Macroscopy: Sectioning shows homogenous firm grey tissue attached to a thin strip of the lung parenchyma, 1 mm in thickness. The stapled resection margin is inked black, with the remainder inked blue. "Right chest wall mass". An excision of lobulated cream-coloured/pink tissue. No normal lung tissue is identified, nor is any obvious resection margin. Scant adipose tissue with attached. Sectioning shows lobulated whorled cream-coloured lesional tissue with prominent fibrosis. No necrosis, haemorrhage or calcification is present. The external surface is inked blue.

Microscopy: The sections show a nodular lesion arising at the visceral pleural surface, comprised of haphazard arrays of spindled cells with intervening thick ropey collagen, and scattered ectatic, irregularly branched and thin-walled vessels.

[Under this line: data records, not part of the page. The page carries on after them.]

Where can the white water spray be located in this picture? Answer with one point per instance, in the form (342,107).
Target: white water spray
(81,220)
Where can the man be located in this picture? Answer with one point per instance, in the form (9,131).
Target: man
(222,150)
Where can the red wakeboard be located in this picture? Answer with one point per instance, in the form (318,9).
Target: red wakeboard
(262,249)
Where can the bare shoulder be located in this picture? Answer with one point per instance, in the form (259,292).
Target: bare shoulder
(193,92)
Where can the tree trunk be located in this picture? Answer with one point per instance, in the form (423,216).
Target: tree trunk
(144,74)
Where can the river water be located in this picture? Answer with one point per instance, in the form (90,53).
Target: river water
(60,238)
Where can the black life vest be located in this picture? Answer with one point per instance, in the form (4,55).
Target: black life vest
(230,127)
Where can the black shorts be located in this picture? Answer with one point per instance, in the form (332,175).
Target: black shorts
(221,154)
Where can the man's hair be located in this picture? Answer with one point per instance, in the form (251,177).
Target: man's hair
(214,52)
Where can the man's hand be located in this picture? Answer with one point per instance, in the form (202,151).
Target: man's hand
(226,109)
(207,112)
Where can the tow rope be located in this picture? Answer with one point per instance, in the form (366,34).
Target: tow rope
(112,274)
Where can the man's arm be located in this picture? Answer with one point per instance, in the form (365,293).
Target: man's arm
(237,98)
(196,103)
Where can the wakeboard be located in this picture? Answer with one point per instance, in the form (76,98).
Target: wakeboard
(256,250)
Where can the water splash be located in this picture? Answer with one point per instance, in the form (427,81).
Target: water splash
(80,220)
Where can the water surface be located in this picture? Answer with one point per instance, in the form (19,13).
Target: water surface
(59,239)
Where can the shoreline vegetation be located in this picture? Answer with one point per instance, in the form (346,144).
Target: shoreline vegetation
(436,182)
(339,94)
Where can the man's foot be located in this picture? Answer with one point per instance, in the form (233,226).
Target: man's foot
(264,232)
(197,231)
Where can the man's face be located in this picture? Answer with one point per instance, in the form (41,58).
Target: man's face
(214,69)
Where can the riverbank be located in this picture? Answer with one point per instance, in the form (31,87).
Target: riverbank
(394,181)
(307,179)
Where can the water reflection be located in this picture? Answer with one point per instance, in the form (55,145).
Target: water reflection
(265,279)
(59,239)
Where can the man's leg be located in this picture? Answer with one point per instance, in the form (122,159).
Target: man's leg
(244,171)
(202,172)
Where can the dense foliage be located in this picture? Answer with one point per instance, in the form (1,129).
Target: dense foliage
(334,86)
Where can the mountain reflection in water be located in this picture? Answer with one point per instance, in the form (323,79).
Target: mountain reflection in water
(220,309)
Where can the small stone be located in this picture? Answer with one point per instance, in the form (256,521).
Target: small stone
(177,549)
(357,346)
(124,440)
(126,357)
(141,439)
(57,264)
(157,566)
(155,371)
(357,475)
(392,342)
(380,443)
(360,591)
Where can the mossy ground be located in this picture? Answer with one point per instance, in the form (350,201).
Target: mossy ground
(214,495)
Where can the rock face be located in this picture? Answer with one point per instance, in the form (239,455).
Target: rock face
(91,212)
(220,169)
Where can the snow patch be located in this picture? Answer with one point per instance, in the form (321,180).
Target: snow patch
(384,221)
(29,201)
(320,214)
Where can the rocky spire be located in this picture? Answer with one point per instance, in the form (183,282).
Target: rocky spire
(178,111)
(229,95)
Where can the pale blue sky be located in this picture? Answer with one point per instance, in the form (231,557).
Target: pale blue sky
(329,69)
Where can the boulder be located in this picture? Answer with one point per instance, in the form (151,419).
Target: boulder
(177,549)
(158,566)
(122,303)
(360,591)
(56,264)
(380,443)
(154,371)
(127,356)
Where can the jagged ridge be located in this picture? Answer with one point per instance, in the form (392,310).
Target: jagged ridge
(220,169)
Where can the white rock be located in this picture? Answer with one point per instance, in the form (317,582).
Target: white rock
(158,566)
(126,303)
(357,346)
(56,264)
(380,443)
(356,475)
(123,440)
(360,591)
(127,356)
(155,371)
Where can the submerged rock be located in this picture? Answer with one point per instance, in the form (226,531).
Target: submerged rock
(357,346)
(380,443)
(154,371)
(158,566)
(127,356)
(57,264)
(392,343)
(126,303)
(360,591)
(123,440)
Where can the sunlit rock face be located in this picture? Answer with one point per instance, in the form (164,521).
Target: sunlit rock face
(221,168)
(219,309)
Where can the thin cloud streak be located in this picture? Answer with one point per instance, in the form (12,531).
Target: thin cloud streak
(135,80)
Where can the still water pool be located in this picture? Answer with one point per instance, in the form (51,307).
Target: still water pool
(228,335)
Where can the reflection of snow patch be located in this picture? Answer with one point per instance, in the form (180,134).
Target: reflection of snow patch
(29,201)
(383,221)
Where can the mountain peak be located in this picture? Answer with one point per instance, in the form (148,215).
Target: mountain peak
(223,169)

The spindled cells have tapered nuclei, evenly distributed nuclear chromatin and occasional small nucleoli, and show only minimal variation in size and shape.  Scattered chronic inflammatory cells are seen.  Mitotic figures are rare. The lesion is present at the pleural surface and focally abuts the stapled resection margin.  A small amount of uninvolved perilesional lung parenchyma present near the stapled resection margin shows type 2 pneumocyte hyperplasia. 

The sections show a tumour with a multinodular architecture, traversed by fibrous connective tissue bands of variable width. The tumour is comprised of haphazard arrays of spindled cells with intervening thick ropey collagen, with scattered ectatic and irregularly branched, thin-walled vessels throughout.  The spindled cells are plump, blunt-ended, closely packed and exhibit moderate variation in nuclear size.  Chromatin is fine and evenly distributed and cytoplasm small to moderate in amount and showing variable eosinophilia.  Whilst the bulk of the tumour is highly cellular, areas of hypocellularity associated with myxoid stromal change are present.  Focal necrosis is identified. Mitoses are numerous, numbering up to 8 within 2 square millimetres). Evidence of dedifferentiation is not observed.  Angiolymphatic invasion is not identified.  Tumour extends to the resection margins of the specimen.  A small amount of alveolates lung parenchyma is noted and, in this section, the appears to arise at the visceral pleural surface.  A small amount of uninvolved mature adipose tissue is noted.

Tumour cells show nuclear immunoreactivity with antibodies against STAT6, cytoplasmic immunoreactivity with antibodies against Bcl-2, CD99 and beta-catenin, and patchy cytoplasmic immunoreactivity with antibodies against CD34.

Immunohistochemistry with antibodies against pan-cytokeratins, ALK1, CK5/6, desmin, SMA, caldesmon, podoplanin, S100, calretinin, WT1, EMA and p53 is negative.

Conclusion:  Solitary fibrous tumour.